9. Prolongations classiques

Enfin, les partenaires sociaux ont demandé au gouvernement de prendre les mesures législatives et/ou réglementaires nécessaires afin de prolonger les mesures énumérées ci-dessous pour la période 2023-2024 :
  • la cotisation patronale de 0,10 % pour les efforts en faveur des personnes appartenant à des groupes à risque (plus report exceptionnel de la date de dépôt des CCT) ;
  • le système de la prime d’innovation ;
  • l’exemption de l’obligation premier emploi si le secteur prévoit une cotisation patronale de 0,15 % pour les groupes à risque ;
  • le financement et la pérennisation de l’intervention de l’État dans le cadre du système 80/20 (intervention de l’employeur dans les coûts des transports publics pour les déplacements domicile-travail via une convention de tiers payant), avec une enveloppe ouverte ;
  • le maintien du montant total (1.800 EUR) de l’amende pour absence d’aide à l’outplacement.

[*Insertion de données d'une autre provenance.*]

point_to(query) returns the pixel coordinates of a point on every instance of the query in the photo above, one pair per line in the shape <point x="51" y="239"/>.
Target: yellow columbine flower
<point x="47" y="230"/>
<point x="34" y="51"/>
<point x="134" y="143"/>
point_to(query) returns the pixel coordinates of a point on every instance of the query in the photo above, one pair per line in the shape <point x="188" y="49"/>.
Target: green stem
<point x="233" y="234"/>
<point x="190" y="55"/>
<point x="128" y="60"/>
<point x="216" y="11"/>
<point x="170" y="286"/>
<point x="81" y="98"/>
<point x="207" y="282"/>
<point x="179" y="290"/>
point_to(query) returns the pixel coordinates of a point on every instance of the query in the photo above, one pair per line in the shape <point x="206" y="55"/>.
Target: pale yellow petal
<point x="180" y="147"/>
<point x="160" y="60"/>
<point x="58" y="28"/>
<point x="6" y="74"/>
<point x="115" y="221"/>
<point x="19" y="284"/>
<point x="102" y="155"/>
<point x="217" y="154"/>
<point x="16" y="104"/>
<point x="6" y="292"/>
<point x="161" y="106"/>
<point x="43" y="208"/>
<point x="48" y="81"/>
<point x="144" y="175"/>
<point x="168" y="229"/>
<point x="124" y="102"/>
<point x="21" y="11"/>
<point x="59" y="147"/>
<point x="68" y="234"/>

[1] À noter également qu’un nouveau régime spécifique est créé pour les travailleurs de groupe cible dans les entreprises de travail adapté, les ateliers sociaux et les « maatwerkbedrijven », à partir du 1er juillet 2023. [2] Deux CCT étaient nécessaires, car l’arrêté royal du 12 décembre 2001 pris en exécution du chapitre IV de la loi du 10 août 2001 relative à la conciliation entre l’emploi et la qualité de vie concernant le système du crédit-temps, la diminution de carrière et la réduction des prestations à mi-temps ne permet la conclusion de CCT que pour une durée maximale de 2 ans.